Bárcenas confirma la confesión de Costa sobre la financiación en ‘B’ del PP valenciano

El extesorero del PP Luis Bárcenas ha ratificado este martes ante el juez José María Vázquez Honrubia de que el exsecretario general del PP de la Comunidad Valenciana Ricardo Costa le avisó de que la formación política había dado instrucciones de girar facturas falsas a empresarios para que sufragasen los costes de las campañas de las elecciones municipales y autonómicas de 2007. Bárcenas ha declarado como testigo en el juicio por la presunta financiación ilegal del PP de la Comunidad Valenciana en el que está saliendo a la luz cómo el partido liderado entonces por Francisco Camps pagó los eventos contratados con la empresa de la trama Gürtel Orange Market.

Ricardo Costa se convirtió el pasado 24 de enero en el primer alto cargo aún militante del Partido Popular en reconocer la financiación ilegal en la formación política, ya que cuando el extesorero Bárcenas tiró de la manta había sido ya expulsado del partido. “Es cierto que el PP se financió con dinero negro” en las campañas electorales de 2007 y 2008, dijo Costa que en varias ocasiones lamentó no haber hecho nada para evitarlo y se declaró dispuesto a asumir la responsabilidad por ello.

Veinte días después, Bárcenas ha corroborado la versión de Costa, aunque ha tenido un exquisito cuidados para desvincular a la dirección nacional del partido.

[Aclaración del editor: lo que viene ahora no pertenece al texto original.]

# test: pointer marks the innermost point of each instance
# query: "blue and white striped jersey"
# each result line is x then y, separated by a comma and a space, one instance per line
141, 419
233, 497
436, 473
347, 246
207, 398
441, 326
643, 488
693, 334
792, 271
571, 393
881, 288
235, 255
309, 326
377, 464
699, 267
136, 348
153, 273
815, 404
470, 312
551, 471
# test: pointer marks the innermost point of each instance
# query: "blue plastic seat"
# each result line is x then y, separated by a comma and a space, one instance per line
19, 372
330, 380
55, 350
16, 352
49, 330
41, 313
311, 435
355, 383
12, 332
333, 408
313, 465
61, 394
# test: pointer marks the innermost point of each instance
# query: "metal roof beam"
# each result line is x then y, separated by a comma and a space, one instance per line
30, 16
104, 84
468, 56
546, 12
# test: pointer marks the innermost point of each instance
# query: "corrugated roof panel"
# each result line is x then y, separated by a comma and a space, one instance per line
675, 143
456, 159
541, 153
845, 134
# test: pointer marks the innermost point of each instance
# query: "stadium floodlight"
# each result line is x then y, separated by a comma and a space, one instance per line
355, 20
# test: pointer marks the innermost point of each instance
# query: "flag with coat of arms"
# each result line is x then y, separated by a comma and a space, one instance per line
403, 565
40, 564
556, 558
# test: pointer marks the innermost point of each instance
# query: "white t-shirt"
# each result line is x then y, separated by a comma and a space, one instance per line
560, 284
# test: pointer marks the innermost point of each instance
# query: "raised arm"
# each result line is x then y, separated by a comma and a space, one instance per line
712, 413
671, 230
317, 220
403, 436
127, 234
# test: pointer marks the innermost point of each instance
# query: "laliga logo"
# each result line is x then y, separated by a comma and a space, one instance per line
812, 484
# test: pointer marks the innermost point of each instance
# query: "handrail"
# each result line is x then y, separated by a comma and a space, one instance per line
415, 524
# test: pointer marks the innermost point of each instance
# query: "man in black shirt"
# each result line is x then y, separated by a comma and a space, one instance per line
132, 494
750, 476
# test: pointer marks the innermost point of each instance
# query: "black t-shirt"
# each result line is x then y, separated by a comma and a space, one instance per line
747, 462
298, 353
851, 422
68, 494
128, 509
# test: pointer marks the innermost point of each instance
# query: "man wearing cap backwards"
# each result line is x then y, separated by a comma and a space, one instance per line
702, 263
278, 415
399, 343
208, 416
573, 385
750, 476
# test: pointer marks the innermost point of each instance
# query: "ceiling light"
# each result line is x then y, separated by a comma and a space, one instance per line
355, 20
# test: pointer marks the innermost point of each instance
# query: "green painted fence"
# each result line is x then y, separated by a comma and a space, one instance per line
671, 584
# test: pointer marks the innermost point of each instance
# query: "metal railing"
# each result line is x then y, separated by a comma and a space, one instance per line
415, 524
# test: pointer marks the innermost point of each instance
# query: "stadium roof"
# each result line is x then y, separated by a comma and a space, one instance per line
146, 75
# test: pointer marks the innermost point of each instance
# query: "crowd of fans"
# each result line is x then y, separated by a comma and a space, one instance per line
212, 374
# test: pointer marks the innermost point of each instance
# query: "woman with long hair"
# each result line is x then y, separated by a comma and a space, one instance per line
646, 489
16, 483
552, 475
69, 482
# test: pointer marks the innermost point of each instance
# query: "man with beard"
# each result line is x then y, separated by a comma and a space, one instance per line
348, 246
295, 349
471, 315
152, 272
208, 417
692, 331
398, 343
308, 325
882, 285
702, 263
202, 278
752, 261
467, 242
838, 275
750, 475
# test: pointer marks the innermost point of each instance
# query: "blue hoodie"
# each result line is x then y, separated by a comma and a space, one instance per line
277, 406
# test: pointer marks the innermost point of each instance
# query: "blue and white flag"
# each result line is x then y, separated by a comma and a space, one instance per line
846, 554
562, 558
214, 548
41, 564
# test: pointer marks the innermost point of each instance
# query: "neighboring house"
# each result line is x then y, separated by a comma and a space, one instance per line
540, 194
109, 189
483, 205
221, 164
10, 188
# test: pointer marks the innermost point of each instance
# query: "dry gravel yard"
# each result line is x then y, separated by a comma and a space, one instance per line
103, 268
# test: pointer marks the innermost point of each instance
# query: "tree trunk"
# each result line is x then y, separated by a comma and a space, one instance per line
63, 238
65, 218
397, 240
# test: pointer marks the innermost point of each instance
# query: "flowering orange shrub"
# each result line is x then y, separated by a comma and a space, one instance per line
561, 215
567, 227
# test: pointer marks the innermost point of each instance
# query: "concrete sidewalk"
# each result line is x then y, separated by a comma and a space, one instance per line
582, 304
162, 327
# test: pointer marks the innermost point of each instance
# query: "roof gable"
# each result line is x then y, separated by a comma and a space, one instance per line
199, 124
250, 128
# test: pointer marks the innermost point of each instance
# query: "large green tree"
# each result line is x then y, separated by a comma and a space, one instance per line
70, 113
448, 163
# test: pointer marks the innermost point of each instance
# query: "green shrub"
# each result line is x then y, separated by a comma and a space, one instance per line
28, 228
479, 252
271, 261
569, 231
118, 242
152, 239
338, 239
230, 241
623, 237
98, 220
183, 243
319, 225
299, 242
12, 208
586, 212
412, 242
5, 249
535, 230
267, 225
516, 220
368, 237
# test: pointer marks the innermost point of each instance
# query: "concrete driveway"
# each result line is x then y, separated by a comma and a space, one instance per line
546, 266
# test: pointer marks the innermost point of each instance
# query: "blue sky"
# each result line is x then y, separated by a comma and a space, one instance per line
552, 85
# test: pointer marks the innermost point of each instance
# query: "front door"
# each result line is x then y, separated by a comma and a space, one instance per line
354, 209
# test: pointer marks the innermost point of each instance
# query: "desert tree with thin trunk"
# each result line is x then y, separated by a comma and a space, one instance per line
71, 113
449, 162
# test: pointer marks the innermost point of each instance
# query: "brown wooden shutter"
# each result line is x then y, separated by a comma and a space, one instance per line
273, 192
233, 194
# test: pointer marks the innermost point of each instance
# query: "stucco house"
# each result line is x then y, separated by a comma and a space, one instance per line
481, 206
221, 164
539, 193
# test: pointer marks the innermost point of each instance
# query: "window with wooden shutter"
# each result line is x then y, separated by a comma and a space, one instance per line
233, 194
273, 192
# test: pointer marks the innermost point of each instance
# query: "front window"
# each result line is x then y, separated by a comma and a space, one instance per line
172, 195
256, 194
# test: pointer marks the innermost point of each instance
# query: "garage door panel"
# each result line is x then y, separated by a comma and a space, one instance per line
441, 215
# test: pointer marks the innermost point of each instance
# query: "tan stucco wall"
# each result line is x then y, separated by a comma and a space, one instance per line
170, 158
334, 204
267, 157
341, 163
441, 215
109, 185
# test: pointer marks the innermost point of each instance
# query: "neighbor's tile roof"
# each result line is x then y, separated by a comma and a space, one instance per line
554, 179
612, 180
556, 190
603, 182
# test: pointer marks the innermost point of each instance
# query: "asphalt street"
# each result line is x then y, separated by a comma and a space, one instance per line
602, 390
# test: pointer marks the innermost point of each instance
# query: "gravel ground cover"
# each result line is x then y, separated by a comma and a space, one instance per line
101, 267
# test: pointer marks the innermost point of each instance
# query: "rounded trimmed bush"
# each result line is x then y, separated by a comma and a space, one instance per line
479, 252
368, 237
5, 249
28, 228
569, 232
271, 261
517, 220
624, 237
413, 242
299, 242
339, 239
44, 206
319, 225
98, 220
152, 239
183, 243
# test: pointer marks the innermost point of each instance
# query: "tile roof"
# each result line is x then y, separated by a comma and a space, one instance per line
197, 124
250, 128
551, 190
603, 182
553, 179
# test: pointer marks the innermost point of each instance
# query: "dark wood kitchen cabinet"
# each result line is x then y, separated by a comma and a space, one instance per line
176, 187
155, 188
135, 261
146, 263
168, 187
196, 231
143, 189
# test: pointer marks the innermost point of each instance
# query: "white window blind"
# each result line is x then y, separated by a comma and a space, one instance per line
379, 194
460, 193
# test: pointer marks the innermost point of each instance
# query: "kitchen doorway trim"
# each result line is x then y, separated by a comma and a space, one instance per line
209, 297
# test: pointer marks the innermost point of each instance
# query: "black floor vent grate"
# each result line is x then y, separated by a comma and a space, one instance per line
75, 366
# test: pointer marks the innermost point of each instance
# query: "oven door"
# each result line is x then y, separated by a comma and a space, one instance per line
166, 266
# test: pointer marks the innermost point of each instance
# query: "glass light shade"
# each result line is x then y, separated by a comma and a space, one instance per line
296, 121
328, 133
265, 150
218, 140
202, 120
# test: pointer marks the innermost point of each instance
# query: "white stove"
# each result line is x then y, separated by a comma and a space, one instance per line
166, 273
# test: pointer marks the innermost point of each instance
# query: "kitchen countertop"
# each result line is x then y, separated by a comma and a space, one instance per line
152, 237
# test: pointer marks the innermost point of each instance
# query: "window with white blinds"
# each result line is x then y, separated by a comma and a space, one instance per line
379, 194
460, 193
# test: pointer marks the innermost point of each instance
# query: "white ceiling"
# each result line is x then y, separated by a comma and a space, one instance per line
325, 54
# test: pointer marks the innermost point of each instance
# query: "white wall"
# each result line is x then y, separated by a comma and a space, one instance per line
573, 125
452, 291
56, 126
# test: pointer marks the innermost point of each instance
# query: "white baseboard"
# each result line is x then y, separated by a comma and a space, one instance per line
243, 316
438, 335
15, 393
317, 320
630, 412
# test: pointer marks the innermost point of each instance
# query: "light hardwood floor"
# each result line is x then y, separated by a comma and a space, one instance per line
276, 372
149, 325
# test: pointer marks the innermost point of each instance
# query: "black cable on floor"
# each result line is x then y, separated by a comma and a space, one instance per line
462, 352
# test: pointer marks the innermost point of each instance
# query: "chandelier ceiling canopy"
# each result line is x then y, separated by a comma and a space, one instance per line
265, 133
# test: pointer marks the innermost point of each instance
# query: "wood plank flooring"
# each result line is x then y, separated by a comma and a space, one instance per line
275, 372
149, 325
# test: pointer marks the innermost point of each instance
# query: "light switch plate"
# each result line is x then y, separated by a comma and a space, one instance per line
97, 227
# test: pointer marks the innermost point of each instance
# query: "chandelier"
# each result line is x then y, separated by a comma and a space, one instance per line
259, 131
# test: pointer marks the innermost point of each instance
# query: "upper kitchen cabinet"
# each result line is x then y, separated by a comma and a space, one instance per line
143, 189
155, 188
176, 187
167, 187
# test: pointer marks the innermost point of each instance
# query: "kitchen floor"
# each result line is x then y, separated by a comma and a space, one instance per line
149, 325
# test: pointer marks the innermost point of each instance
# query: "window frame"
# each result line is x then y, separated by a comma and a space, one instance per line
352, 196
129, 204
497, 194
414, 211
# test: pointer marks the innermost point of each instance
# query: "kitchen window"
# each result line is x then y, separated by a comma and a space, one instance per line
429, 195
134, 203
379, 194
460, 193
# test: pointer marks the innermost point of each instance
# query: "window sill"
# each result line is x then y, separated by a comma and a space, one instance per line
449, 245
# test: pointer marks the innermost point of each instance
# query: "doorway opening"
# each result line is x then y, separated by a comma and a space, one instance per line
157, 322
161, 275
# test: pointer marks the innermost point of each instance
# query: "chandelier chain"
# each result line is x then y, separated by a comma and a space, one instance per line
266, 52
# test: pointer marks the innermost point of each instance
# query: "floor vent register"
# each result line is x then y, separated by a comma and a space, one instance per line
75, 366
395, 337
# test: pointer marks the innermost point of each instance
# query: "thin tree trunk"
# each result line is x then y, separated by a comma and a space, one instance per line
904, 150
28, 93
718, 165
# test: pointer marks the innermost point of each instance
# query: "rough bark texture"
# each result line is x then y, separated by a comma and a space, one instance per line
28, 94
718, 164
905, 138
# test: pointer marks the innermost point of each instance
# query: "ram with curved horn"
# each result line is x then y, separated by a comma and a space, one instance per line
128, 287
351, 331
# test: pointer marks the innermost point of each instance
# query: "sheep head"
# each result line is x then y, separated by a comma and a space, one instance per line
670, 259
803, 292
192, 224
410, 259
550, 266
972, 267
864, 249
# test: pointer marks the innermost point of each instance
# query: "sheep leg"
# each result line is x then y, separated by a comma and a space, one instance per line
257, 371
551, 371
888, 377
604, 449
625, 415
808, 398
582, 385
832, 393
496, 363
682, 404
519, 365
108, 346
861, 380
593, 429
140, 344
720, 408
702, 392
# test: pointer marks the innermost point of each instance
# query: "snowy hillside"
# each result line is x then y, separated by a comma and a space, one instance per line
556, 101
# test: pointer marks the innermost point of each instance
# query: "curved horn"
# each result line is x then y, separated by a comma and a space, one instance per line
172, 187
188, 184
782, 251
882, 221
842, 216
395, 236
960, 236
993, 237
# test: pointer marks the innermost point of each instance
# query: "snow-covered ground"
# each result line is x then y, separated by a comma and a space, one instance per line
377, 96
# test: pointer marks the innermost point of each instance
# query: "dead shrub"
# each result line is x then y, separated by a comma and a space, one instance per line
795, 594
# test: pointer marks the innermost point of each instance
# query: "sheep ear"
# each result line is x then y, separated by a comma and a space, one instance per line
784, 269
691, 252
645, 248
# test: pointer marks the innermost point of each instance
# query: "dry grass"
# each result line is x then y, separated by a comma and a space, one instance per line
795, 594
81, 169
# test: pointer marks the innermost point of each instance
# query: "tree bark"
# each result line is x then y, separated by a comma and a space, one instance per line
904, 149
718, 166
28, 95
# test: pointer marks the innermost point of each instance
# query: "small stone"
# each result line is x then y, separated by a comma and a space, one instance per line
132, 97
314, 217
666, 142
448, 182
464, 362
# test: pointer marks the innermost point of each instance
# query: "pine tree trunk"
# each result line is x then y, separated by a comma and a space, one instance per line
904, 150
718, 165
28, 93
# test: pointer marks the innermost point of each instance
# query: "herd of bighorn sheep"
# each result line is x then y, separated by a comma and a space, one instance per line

A preguntas de la fiscal Myriam Segura, el testigo que en 2007 y hasta junio de 2008 era gerente del PP, ha confirmado que se reunió con el entonces secretario general del PPCV debido a la ausencia del tesorero Álvaro Lapuerta. En ese encuentro, el político valenciano le comunicó que estaba “preocupado” porque el exvicepresidente regional Víctor Campos le había informado de las instrucciones dadas por Camps y el expresidente de las Cortes Valencianas Juan Cotino sobre “tener relaciones con los empresarios que financian al partido”, mostrándole sobres con dinero en efectivo.

Concretamente, Costa le comentó que Campos que, según Bárcenas, “era el tesorero de facto” de la rama valenciana del PP y quien “llevaba los temas económicos”, le había dado la instrucción de “asignarle facturas a determinadas empresas para que se hiciesen cargo de gastos” generados por actos de campaña del PP. “No recuerdo el detalle exacto, recuerdo el hecho”, ha detallado el extesorero, quien sí ha relatado sin vacilaciones cuál fue su reacción: “Le trasladé que estaba terminantemente prohibido”.

“Parece que no se cumplieron las instrucciones”

En su empeño por mantener al margen a la dirección nacional de los ‘populares’, el extesorero ha asegurado que después informó a Lapuerta de esta conversación y ha concretado que éste le dijo que “hablaría con Valencia para insistirles en que eso estaba prohibido”, además de recordar “experiencias pasadas” que afectaban a su partido y “sobre todo al PSOE”. “Yo me imagino que hablaría” con los responsables del partido regional, pero “parece ser que no se cumplieron las instrucciones”, ha lamentado y ha añadido:”Sabíamos las consecuencias de hacer las cosas mal en el partido”. Precisamente, en su declaración Costa comentó que Bárcenas le había advertido de que esas prácticas podían derivar en “un Filesa 2” y que no estaban aceptadas en el PP.

En otro momento de la declaración, Bárcenas ha explicado al juez cómo se financiaban las campañas electorales. Ha apuntado que él era administrador de las campañas de 2007, mientras que las de 2008 fue su sucesor Cristóbal Páez -también citado a declarar como testigo-. En este sentido, ha indicado que él controlaba los gastos de los comicios municipales, ya que la sede nacional remitía unos fondos a las sedes provinciales para organizar los actos electorales.

No obstante, ha subrayado que “había una instrucción precisa de que los únicos fondos que se podían utilizar en campaña eran esos, cualquier gasto no controlado podía suponer superar los límites de gastos”. Asimismo, ha constatado que existía un manual de campaña en el que figuraban “muy claramente” esas indicaciones de que no estaba permitido aportar “fondos propios”.

En cuanto a las campañas autonómicas, ha afirmado que era cada comunidad la que contrataban los servicios que necesitaban pues tenían “autonomía para organizar los actos”, salvo si participaba el candidato a la presidencia del Gobierno, que entonces se encargaba de todo la sede nacional. Aún así, ha precisado que “había una parte de la contratación que se hacía de forma generalizada” desde la sede de la calle Génova de Madrid para optimizar los costes, pero después se pedía a los proveedores que “fraccionasen” esa factura imputando a cada sede provincial el importe que le correspondían a cada uno de ellos.